Bestimmt wäre mir nie im Leben eingefallen, dass sich ein Zweijähriger selbst Augentropfen verabreicht! Ich antwortete: „Klar, versuch’s mal. Wenn es daneben geht, werde ich dir aber helfen müssen.“ Ich bat ihn, sich hinzulegen und füllte die Pipette. Dann führte ich ihm die Hand an die richtige Stelle über dem Auge. Und ich schaute zu, wie er zwei Tropfen in das offene Auge träufelte. Dasselbe tat er beim anderen Auge, setzte sich auf, grinste mich an und huschte zum Spielen davon.

War ich vielleicht überrascht! An den folgenden Tagen war das Einträufeln der Medizin für ihn so selbstverständlich geworden wie das Anziehen von Socken. Die Angst war weg.

An jenem Tag hatte ich einige wichtige Erkenntnisse gewonnen. Mir wurde klar, dass sehr viel Stress im Leben mit Kindern vermeidbar war.

Ich war bei guten Eltern aufgewachsen, die jedoch unter ungeheurem Stress standen. Welch unsägliche Verletzungen gute Eltern unter Stress anrichten konnten, hatte ich am eigenen Leib erfahren. Eltern benötigen dringend selbst ein Gefühlsventil! Und sie müssen ihre Kinder nicht beherrschen. Kinder können störrisches Verhalten zugunsten von Kooperation aufgeben, wenn nur die Eltern ihnen zuhören. Dann gäbe es in den Familien mehr Herzlichkeit und Nähe, wie es inzwischen bei uns der Fall war. Eltern könnten ihren Kindern vertrauen, notwendige Erwartungen an sie herantragen, zuhören und sich mit ihnen verbinden. Dann würden die Kinder gedeihen.

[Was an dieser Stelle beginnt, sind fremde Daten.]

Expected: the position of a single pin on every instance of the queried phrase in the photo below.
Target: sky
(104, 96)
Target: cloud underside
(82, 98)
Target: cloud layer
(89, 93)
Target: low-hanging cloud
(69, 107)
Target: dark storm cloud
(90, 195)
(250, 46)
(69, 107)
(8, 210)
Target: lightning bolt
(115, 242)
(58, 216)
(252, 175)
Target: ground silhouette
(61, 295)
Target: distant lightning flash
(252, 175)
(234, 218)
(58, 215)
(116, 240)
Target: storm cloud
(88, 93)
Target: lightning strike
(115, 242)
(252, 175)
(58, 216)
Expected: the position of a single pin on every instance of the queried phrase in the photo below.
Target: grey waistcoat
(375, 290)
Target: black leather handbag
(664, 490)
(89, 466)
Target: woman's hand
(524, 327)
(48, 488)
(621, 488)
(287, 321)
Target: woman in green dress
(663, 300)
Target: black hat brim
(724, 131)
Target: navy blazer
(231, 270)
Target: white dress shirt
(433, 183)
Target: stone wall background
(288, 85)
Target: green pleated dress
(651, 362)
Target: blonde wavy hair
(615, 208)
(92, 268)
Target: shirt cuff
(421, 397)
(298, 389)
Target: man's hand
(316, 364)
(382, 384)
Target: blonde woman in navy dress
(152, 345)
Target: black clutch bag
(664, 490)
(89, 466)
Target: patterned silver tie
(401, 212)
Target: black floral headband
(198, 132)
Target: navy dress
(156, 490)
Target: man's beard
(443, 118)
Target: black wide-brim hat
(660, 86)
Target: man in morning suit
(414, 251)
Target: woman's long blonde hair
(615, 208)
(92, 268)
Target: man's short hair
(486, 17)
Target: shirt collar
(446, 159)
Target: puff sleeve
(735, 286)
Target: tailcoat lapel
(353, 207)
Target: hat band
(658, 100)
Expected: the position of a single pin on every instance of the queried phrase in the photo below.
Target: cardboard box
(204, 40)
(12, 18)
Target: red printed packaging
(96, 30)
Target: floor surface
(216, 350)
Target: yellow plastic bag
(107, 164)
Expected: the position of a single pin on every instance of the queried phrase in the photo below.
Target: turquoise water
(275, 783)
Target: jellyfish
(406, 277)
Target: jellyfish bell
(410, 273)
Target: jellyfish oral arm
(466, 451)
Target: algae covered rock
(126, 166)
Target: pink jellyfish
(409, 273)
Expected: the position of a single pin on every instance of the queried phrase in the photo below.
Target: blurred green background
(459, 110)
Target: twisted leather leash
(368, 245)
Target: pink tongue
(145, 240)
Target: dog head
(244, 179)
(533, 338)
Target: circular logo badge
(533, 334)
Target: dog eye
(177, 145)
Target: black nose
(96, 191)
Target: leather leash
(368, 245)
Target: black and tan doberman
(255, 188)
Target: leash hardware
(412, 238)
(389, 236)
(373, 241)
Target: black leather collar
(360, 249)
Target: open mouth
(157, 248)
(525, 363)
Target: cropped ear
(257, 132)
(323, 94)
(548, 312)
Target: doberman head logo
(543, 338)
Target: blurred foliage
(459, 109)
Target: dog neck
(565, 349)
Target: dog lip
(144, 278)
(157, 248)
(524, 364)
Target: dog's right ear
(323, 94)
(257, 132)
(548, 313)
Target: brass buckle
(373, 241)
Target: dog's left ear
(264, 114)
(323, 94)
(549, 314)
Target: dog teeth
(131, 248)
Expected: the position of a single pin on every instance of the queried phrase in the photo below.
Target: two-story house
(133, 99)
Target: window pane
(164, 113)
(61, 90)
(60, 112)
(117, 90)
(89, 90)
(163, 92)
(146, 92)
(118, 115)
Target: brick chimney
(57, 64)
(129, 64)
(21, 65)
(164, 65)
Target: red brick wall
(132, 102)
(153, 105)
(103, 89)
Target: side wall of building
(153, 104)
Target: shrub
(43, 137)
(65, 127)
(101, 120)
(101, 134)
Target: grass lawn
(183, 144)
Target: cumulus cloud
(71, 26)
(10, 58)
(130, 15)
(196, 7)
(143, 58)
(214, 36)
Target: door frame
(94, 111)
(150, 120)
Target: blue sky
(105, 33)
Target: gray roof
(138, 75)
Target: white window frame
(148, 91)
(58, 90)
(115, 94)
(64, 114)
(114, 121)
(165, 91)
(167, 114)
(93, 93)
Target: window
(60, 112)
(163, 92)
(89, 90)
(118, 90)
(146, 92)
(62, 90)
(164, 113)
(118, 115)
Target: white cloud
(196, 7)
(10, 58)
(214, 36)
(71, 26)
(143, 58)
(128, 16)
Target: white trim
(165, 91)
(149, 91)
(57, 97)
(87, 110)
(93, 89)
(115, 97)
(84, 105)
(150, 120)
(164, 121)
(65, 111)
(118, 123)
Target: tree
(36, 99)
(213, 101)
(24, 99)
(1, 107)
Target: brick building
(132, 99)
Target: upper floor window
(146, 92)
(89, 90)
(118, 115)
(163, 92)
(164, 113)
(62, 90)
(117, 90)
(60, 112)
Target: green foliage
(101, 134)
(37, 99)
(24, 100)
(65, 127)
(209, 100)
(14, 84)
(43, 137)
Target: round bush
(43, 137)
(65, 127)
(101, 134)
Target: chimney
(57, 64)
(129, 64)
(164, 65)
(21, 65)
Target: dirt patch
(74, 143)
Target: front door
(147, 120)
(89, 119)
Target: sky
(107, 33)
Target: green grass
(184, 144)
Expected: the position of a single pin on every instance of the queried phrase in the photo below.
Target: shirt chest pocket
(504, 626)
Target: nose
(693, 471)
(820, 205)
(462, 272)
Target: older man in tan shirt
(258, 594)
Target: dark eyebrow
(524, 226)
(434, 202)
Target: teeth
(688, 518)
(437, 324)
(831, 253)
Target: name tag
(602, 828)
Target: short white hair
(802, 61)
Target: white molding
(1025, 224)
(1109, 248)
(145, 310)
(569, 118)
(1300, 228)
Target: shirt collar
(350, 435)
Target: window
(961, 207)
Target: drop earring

Ich verstand, dass das Zuhören eine kraftvolle und respektvolle Möglichkeit war, um Liebe auszudrücken. Und am Ende erreichte man damit seine Ziele. Auf diese Art und Weise mit Kindern umzugehen fühlte sich gut an – ein Arbeiten mit den Gefühlen der Kinder, anstatt gegen sie. Jetzt hatte ich meine Lebensaufgabe gefunden.

Seither habe ich die meiste Zeit damit verbracht, meine beiden Söhne ins Leben zu begleiten und mir zu erarbeiten, wie sich Eltern hilfreiche Unterstützung aufbauen können. Ich hatte das Vorrecht, mehr als vier Jahrzehnte mit Tausenden von Eltern und Kindern zu arbeiten und dabei zu erfahren, wie Eltern die unterschiedlichsten Schwierigkeiten ihrer Kinder bewältigen, indem sie sich mit ihnen verbinden und ihren Gefühlen zuhören. Der Erfolg kann sich schnell einstellen, wie damals bei meinem Sohn, oder man muss sich auf einen längeren Prozess einlassen. Jedenfalls bin ich sicher, dass es als Eltern in unserer Macht steht, unsere Kinder bei der Überwindung von allerlei Hürden zu unterstützen. Und indem wir Eltern uns gegenseitig zuhören, können auch wir wachsen.

Nachdem ich wiederholt erlebt hatte, welch große Wohltat das Zuhören für Eltern und Kinder sein kann, wollte ich meine Ideen anderen Eltern verfügbar machen. Also gründete ich 1989 mit Hilfe von Freunden und weiteren Fürsprechern das heutige „Hand in Hand Parenting“ – eine von Eltern geleitete, gemeinnützige Organisation. Solange wir die Arbeit in unseren eigenen praktischen Erfahrungen verankerten, wuchs sie langsam. Heute aber unterstützen wir Eltern in großem Stil.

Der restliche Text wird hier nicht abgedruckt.